On the way back to my building from the glazier’s we detoured via my flat. I was still sleeping there while waiting for my building to be ready, but I was hardly ever there: I’d leave early each morning and return late at night, sleep for a few hours and then take off again. That morning I’d left a tiling catalogue behind; I told the driver to pass by there so that I could pick it up.

When we arrived there, Greg was ringing at my front door. I’d already got out of the car when I saw him-otherwise I might have made the driver drive me round the block and loop back a few minutes later. Greg turned round and saw me: I was trapped.

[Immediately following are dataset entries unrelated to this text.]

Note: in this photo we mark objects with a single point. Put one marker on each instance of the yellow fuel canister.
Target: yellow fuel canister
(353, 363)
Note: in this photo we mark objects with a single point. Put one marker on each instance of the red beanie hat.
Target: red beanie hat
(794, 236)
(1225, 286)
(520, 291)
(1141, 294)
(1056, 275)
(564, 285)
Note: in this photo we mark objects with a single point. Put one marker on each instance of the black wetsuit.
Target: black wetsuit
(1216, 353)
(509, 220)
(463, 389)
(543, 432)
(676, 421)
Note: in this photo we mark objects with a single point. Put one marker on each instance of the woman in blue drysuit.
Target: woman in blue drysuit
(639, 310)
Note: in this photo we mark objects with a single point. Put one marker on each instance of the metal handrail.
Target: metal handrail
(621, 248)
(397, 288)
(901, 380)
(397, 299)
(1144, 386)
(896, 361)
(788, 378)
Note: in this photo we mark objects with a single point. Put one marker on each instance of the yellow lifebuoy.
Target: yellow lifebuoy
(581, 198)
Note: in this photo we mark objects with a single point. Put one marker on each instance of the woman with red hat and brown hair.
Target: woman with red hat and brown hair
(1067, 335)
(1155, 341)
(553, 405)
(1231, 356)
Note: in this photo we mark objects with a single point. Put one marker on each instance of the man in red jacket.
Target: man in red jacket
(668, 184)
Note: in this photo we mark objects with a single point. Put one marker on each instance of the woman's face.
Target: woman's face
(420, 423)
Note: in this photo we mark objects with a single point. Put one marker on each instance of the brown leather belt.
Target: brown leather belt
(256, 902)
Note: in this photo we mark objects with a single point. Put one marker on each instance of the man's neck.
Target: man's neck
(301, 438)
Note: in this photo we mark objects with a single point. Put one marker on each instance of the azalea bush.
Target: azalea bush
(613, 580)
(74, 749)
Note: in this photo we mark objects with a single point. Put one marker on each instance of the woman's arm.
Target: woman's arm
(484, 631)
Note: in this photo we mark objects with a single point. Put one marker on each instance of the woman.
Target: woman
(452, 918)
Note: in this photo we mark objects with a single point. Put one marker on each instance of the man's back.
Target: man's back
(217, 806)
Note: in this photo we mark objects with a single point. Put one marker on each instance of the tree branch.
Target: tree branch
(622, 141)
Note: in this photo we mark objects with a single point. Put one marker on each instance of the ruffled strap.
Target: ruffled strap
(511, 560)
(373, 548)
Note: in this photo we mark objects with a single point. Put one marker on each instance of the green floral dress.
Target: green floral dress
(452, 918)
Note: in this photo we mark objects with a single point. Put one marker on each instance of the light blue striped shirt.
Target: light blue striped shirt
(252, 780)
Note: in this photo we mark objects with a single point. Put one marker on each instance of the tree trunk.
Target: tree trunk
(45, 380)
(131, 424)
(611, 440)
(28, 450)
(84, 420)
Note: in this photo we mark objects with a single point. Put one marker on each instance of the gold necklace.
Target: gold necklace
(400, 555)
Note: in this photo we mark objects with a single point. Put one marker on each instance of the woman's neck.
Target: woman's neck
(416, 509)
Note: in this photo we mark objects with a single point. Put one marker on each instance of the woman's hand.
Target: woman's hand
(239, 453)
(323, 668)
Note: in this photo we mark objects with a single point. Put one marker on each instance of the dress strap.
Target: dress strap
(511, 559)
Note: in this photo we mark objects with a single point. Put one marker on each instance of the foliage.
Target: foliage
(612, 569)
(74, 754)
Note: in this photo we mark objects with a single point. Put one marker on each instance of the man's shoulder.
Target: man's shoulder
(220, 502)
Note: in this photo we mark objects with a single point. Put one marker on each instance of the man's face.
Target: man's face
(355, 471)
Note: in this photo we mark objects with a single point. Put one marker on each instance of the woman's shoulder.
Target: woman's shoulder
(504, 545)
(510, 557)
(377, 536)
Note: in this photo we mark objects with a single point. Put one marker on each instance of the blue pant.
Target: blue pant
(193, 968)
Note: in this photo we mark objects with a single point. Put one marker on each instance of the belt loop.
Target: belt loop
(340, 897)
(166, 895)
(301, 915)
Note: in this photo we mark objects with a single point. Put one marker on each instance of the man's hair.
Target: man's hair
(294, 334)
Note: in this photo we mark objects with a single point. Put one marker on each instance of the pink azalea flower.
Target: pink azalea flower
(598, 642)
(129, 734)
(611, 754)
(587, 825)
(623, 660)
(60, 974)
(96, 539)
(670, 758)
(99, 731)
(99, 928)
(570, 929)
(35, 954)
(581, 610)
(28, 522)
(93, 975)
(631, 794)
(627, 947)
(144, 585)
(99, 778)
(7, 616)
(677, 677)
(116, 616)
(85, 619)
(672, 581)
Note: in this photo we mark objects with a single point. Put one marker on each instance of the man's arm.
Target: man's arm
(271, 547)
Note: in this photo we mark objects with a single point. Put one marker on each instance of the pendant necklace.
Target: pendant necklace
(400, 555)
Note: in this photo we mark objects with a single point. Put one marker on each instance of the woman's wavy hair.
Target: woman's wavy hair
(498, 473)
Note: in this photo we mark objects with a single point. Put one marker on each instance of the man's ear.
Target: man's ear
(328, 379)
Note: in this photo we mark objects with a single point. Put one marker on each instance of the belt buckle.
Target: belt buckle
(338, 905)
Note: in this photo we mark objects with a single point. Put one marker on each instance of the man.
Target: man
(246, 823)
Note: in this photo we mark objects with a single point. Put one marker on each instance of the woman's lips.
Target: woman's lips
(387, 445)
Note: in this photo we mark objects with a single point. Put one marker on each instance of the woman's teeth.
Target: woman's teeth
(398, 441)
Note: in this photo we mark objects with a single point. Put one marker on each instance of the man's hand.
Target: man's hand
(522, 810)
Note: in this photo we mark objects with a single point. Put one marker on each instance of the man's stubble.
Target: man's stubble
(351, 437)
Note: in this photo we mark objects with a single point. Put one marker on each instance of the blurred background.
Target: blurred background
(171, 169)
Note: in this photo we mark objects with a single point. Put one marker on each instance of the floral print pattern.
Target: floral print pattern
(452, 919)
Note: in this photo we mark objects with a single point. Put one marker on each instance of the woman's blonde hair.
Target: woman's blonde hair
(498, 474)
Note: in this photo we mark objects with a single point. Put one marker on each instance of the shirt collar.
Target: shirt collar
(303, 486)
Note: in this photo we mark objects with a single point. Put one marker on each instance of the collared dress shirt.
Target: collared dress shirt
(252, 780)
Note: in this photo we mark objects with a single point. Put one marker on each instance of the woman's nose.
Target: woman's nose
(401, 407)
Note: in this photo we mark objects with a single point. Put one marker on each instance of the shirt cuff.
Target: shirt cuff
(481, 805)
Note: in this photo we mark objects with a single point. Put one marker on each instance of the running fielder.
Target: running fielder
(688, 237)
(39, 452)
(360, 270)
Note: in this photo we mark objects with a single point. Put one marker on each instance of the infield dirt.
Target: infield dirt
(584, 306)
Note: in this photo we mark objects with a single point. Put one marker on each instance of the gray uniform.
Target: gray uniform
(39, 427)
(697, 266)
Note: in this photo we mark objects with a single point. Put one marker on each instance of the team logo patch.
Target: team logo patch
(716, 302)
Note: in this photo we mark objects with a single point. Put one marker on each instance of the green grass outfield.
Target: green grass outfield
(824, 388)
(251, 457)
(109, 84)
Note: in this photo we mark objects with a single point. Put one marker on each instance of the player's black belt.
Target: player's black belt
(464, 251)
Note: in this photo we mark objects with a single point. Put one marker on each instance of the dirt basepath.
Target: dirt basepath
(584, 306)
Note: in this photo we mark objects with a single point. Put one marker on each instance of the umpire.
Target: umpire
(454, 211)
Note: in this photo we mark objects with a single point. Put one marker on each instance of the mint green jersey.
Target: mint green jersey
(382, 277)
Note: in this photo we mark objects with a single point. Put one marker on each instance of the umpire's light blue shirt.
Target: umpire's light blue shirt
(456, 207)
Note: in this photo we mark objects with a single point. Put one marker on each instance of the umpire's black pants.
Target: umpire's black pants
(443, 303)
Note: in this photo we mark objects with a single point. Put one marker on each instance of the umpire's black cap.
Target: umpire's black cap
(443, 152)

“My God!” Greg shouted. “Nice car dude!”

I didn’t say anything. It was a nice car, I suppose. It was quite long and had these doors that opened in the middle of the back. It wasn’t ostentatious, though-and anyway I only had it because my Fiesta wouldn’t have taken a desk and fax machine. As soon as everything was up and running I’d get rid of this car and go back to the Fiesta.

Greg stood on my steps, a few feet from me.

“So,” he said. “What’s new? You haven’t called me in six weeks.”

“I’ve been…” I told him, “you know…busy.”

“Doing what?” asked Greg.

“Getting ready to move into a new place.”

“Where?” he asked.

“The other side of Brixton,” I said.

“Other…side…of Brixton,” he repeated.

“Yes,” I said.

We stood there facing one another. After a while I said:

“I’ve got to pick up this tile catalogue, and then go off to a meeting.”

Greg looked past me into the car where Naz was sitting.